Gabriel Tarde ranks as one of the most outstanding sociologists of nineteenth-century France, though not as well known by English readers as his peers Comte and Durkheim. This book makes available Tarde’s most important work and demonstrates his continuing relevance to a new generation of students and thinkers.
Tarde’s landmark research and empirical analysis drew upon collective behavior, mass communications, and civic opinion as elements to be explained within the context of broader social patterns. Unlike the mass society theorists that followed in his wake, Tarde integrated his discussions of societal change at the macrosocietal and individual levels, anticipating later twentieth-century thinkers who fused the studies of mass communications and public opinion research.
Terry N. Clark’s introduction, considered the premier guide to Tarde’s opus, accompanies this important work, reprinted here for the first time in forty years.
Gabriel Tarde (1843–1904) was one of the founding fathers of sociology.
Terry N. Clark is professor of sociology at the University of Chicago and the editor, coeditor, and coauthor of numerous books.

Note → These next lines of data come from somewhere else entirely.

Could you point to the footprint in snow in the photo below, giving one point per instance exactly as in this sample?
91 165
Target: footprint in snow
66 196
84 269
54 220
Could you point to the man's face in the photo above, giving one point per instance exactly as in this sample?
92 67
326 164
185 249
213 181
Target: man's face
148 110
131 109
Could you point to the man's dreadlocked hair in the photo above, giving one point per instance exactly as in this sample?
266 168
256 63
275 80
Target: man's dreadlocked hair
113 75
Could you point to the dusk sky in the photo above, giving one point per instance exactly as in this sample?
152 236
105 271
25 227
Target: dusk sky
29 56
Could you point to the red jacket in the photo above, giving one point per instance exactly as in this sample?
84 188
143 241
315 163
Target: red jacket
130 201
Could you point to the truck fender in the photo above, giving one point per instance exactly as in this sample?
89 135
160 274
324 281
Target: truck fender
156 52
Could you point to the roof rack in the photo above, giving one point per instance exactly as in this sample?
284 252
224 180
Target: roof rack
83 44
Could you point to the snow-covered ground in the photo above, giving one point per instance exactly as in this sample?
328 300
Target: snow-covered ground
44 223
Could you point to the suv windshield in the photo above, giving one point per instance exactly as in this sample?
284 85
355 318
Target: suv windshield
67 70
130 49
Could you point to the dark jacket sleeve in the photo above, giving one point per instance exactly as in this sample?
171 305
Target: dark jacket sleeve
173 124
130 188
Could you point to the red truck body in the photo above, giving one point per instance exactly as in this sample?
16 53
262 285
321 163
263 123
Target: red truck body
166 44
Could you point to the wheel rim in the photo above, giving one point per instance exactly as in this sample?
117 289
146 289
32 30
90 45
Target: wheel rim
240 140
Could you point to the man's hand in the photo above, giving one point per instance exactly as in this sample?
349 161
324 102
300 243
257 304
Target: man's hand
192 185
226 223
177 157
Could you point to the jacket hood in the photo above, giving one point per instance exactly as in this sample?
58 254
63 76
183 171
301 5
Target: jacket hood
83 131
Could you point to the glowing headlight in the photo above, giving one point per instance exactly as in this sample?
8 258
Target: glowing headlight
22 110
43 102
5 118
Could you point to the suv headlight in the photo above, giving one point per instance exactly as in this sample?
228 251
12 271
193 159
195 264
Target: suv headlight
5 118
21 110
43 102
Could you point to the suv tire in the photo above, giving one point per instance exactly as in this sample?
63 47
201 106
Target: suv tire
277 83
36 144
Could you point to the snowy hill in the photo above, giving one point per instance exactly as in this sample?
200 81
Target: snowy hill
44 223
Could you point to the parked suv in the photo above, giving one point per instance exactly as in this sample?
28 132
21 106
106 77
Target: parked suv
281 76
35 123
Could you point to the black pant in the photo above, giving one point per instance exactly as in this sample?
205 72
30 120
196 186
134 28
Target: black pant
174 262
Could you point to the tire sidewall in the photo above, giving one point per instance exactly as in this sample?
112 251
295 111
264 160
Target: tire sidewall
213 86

Morris Janowitz (1919 - 1988) was an American sociologist and professor who made major contributions to sociological theory, the study of prejudice, urban issues, and patriotism. He was one of the founders of military sociology and made major contributions, along with Samuel Huntington, to the establishment of contemporary civil-military relations. He was a professor of sociology at the University of Michigan and the University of Chicago and held a five-year chairmanship of the Sociology Department at University of Chicago where he was the Lawrence A. Kimpton Distinguished Service Professor.